Every year, I try to remind people that the first Sunday of Advent isn’t just the beginning of the “season of preparation” for Christmas, it’s the beginning of the church year. That means that the New Year doesn’t begin with a bang, but with a time of reflection, preparing for the celebration of the birth of Jesus.
That can be a challenge for many, especially when Advent is so full of Christmas already. Maybe Advent needs its own moment of preparation.
Just like the secular calendar’s New Year’s Day has its New Year’s Eve, so does the church calendar. Or it would, if the Sunday before Advent wasn’t already designated as something else.

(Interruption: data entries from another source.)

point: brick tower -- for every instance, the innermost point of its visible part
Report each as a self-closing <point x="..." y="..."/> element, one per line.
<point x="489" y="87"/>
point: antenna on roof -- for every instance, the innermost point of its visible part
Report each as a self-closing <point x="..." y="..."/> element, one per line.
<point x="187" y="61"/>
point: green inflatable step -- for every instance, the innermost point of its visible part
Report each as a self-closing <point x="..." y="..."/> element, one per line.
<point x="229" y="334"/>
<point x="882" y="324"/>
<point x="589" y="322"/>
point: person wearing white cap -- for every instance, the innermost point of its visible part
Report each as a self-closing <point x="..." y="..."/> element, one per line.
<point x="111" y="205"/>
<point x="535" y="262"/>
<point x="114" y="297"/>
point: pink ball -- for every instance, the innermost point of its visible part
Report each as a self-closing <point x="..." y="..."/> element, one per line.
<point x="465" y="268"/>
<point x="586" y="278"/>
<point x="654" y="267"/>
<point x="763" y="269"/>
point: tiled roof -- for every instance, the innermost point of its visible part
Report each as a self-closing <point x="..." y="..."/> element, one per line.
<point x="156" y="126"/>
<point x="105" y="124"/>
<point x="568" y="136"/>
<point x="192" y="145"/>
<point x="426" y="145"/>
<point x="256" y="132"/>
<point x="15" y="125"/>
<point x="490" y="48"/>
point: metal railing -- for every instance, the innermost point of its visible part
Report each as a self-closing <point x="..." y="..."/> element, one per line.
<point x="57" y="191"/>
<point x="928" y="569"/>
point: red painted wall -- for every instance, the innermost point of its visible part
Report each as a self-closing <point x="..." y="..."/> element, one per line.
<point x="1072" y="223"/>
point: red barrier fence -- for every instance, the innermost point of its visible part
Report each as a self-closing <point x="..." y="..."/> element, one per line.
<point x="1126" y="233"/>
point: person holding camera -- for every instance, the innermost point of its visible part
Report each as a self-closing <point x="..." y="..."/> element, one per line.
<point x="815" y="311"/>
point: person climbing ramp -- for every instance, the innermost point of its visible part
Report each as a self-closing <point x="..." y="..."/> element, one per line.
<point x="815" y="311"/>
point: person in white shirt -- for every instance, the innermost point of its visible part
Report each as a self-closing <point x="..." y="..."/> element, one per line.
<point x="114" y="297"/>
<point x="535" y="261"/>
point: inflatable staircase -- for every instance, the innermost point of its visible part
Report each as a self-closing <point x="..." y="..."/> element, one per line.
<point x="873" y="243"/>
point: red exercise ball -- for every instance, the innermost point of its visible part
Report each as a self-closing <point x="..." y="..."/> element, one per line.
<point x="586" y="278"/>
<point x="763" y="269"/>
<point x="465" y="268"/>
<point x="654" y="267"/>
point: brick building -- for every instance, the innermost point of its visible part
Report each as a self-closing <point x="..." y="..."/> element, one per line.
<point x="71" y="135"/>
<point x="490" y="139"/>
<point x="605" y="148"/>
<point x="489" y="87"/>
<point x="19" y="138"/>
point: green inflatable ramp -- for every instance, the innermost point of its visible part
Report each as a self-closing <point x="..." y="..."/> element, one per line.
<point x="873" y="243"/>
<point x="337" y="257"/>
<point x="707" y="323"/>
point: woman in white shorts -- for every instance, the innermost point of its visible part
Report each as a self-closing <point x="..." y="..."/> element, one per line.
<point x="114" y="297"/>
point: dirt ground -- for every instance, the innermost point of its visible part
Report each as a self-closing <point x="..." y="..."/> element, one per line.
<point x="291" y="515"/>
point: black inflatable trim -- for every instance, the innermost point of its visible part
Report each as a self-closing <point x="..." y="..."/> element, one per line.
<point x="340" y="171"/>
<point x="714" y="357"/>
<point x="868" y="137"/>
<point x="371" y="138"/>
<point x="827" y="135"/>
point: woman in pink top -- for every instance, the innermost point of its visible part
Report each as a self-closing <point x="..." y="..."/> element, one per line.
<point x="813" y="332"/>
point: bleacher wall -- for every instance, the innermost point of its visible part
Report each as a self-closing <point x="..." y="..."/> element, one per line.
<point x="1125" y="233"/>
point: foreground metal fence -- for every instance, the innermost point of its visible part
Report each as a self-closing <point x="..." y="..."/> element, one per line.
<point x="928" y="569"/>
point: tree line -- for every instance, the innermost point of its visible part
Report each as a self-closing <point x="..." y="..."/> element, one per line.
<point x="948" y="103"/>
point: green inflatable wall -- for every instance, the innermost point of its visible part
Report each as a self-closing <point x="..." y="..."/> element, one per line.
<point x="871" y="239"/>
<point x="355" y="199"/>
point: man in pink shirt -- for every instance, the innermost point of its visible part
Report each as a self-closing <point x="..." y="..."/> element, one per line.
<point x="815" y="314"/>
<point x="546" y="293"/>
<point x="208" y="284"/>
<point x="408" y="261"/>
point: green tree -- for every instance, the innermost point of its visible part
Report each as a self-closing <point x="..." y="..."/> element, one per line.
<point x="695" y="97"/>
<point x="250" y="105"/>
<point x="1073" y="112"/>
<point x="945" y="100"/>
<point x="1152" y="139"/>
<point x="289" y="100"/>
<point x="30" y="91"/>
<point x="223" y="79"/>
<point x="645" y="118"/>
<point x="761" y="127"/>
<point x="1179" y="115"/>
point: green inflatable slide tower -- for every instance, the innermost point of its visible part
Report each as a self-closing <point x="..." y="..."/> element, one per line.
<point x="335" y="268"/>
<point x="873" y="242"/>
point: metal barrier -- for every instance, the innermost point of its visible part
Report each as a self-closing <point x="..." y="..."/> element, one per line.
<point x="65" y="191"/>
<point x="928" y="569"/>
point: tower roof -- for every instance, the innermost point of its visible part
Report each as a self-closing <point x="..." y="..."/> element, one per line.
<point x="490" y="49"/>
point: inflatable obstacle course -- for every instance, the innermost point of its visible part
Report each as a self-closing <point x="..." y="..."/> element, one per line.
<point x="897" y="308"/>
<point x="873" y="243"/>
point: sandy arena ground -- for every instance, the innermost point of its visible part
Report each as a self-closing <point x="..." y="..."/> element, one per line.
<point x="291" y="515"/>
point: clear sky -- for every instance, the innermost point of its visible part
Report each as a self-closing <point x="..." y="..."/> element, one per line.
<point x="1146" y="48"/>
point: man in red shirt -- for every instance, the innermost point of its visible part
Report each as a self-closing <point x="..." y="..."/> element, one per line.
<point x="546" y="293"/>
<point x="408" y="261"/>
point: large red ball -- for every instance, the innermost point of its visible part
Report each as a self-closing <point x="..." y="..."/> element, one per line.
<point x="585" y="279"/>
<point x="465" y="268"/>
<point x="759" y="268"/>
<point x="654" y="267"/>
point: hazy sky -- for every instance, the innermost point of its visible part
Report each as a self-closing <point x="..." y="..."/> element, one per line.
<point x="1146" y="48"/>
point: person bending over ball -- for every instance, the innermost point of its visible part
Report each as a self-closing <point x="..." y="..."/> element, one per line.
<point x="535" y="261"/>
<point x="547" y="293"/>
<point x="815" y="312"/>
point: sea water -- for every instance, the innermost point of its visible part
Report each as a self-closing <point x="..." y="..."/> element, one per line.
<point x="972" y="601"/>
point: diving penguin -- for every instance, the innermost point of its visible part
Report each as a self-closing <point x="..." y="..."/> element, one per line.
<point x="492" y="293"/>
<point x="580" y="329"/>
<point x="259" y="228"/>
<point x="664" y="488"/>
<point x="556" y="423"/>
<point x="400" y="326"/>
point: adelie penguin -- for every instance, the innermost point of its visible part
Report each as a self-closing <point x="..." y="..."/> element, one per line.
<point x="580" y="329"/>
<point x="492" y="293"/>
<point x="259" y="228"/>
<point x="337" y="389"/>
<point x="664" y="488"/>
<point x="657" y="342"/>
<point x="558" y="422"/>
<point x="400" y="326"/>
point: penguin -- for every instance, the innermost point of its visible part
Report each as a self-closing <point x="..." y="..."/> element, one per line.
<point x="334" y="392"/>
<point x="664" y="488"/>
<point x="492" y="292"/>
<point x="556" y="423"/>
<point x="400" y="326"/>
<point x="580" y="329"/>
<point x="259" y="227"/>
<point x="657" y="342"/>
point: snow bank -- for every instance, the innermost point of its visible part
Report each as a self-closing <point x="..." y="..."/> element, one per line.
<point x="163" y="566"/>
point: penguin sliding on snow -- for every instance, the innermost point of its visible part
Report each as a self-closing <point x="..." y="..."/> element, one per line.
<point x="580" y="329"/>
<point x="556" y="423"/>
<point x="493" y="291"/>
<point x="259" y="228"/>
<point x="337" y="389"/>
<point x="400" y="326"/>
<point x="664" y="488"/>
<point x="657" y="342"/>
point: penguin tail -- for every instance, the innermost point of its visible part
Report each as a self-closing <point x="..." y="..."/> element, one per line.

Most everybody who uses the Revised Common Lectionary (the list of weekly scripture readings shared by most mainline christian denominations) marks that last Sunday before Advent as Reign of Christ Sunday, or Feast of Christ the King. It’s a relatively new idea. Pope Pius XI instituted it in 1925 and it moved to its current date in 1969. The Pope was concerned with the rise in secularism and wanted to emphasize the idea that Christ should “reign in our minds … reign in our wills … reign in our hearts … reign in our bodies.” It didn’t hurt that it also emphasized the importance of the church at a time that its influence was waning. It also came at a time when the Pope and Italy were working out the details that led to the Lateran Treaty establishing the Vatican City as a state. It’s fascinating stuff, but I don’t mean this to be a history lesson, so please Google “The Roman Question.” It really is interesting.
In spite of the language of kingship - and the context of that historical stuff - it’s a pretty solid idea: an opportunity to draw attention to how Christ should rule our lives. Assuming, of course, that you unpack “rule” in a way that is understandable and meaningful. For most people, the historical role of kings and queens isn’t really positive, unless it’s in a Disney movie (and that’s no guarantee, either).
But lets look at “rule” and “reign” a little differently. We talk constantly about the presence of God in our lives. As followers of Jesus, we strive to live as Jesus teaches, don’t we? Before you answer, think about that for a moment: do we strive to “live” as Jesus teaches? That’s not about behaviour, it’s about how we live. That means, as Pius XI suggested, in our minds, our wills, our hearts, our bodies.
I was a choir boy in an Anglican cathedral choir when I was a kid, and I’m pretty sure the first latin words I learned (and still remember) were “ubi caritas et amor, Deus ibi est.” The first line of an ancient hymn, it means “where charity and love are, God is there.” To me, that’s the reign of Christ or the rule of Jesus, that God is present in our lives through the love we live. It isn’t about control or command or the trappings of royalty, it’s about welcoming and engaging the presence of Christ in how we live.
So maybe that’s a good thought for New Year’s Eve, too. Do a “year in review” and take a moment before Advent begins to reflect on the past year. Where did you see love rule in your life? Where was there charity? Or compassion, healing, hope or peace? Where was there joy? Where was there Christ?